MAU growth + stickiness = perfection
As an example of the value of Alibaba's market leadership and MAU growth, take its core Taobao site. Taobao's consumer engagement and stickiness are among the best among e-commerce apps, consistently tracking above 40%. User stickiness equals Daily Active Users divided by Monthly Active Users. This is underpinned by company's continued focus on becoming the ultimate ecosystem for commerce - a goal they seem all but certain to achieve.
The company's comprehensive range of content enables engagement at different touch points and different customer life cycles. Even inside company's Taobao mobile application, users are surrounded by media and content.
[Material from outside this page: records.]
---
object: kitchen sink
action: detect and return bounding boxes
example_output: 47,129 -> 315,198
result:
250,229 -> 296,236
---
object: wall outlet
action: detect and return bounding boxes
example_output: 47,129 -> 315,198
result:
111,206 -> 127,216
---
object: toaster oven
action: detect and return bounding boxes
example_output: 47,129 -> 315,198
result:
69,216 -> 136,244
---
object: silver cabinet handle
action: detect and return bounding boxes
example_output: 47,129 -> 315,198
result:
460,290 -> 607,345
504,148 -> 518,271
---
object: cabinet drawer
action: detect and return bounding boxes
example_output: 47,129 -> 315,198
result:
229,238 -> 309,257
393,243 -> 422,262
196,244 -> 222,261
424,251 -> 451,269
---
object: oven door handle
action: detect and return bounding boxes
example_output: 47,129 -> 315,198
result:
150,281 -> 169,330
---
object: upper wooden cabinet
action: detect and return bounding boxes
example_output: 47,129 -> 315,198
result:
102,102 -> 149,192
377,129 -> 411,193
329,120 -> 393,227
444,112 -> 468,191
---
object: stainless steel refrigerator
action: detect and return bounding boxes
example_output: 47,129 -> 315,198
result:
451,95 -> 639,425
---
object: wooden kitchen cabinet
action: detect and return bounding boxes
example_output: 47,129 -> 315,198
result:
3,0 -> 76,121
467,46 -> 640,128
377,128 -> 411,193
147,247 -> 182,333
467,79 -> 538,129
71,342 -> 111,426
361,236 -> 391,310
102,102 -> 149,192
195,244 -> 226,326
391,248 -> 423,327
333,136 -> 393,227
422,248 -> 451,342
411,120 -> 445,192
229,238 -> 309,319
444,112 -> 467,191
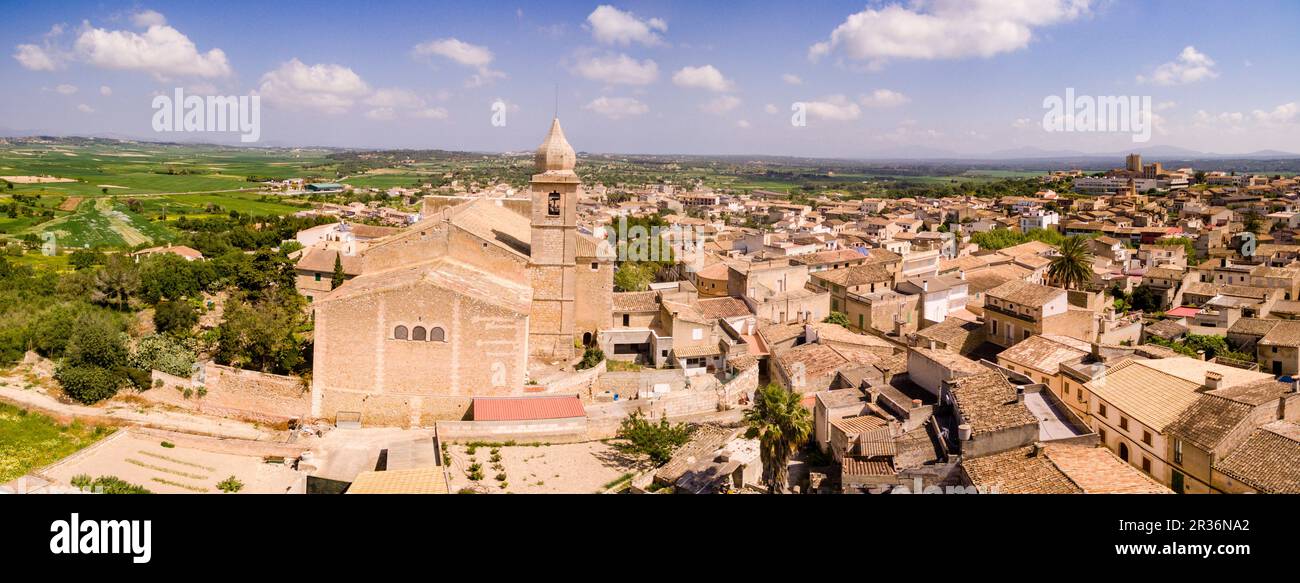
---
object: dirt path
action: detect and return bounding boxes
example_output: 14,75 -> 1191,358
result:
95,198 -> 153,247
59,197 -> 85,211
0,376 -> 274,440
A few examples include headlines, streams, and videos. All designed to keep the user captive.
Alibaba's June 2017 Investor Day Presentation revealed just how powerful BABA's mobile strategies have been in engendering ecosystem stickiness. Few could have imagined just how useful Alibaba's ability to capitalize on its customers throughout the entire lifecycle. The more protracted consumers have been with its platform, the more money they spend on numerous product categories - it's that simple.
Source: Investor Day Presentation, 2017
Alibaba's management is focused on its vision to increase revenues per user. Beyond a point, it's imperative for companies to serve quality and varied content to their existing users to keep them engaged. Alibaba has fared strongly by offering a basket of content across different categories. Alibaba has an online video app like YouTube, a chat app like WhatsApp, a mobile browser, News and media websites and video subscription. All of this falls under the company's "Alibaba Economy" philosophy - a belief that its businesses can and should feed off each other with the end goal of becoming one of the world's largest economies.
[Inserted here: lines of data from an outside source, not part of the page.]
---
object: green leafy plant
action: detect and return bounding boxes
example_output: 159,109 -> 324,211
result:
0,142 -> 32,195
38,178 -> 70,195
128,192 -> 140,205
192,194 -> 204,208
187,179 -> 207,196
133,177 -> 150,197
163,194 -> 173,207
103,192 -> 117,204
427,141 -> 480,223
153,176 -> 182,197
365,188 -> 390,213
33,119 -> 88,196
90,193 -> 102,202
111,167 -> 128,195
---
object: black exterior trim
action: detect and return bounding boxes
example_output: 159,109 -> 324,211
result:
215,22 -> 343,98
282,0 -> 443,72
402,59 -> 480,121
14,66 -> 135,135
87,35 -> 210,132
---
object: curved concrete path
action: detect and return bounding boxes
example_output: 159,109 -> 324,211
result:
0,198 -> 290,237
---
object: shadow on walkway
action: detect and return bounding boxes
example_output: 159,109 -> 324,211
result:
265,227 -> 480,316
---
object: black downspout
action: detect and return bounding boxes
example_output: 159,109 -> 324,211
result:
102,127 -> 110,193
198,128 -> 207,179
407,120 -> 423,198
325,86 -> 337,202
The extent of their content domination is growing faster. Recently, BABA managed to get Netflix (NFLX) to distribute an Alibaba-produced show globally. The agreement marks the first Chinese web series shown to the global audience and could be the first example of what could be a very BIG trend.
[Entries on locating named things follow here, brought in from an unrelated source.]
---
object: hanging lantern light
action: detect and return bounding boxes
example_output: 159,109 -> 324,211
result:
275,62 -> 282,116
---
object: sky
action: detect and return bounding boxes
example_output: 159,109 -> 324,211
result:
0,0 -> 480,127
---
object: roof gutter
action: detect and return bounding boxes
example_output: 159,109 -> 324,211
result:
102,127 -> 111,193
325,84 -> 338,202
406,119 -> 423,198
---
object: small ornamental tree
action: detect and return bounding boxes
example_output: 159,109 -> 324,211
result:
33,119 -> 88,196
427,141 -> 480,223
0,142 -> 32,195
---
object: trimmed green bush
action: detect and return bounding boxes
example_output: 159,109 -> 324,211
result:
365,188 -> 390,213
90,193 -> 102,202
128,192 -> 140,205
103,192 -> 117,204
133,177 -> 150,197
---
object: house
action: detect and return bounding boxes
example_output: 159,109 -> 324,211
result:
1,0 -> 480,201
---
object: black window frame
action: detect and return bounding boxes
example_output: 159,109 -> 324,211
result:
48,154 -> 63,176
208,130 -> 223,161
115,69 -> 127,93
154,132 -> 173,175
What investors need to know
Someday, Alibaba's MAU growth will mature. Also, it remains to be seen if management will be able to acquire users, on a big enough scale outside their home market to achieve its long-term goal of 2 billion users. Either of these negatives would have a detrimental effect on BABA's growth profile.
However, in either of these adverse scenarios, Alibaba will not be done growing the top and bottom lines. Its record of increasing the "stickiness" of its portals within the broader Alibaba economy make it so revenue per user will continue to rise.
Jack Ma may have made the business-move of the century in creating a Chinese e-commerce portal at the dawn of the internet age. But that's just half the story - the other is Ma and his team's relentless drive to serve as many customers and their needs as efficiently as possible.
For investors, MAU is a crucial metric to watch every time the company reports results. It is not only an indicator of the past but the company's future strength as a business franchise.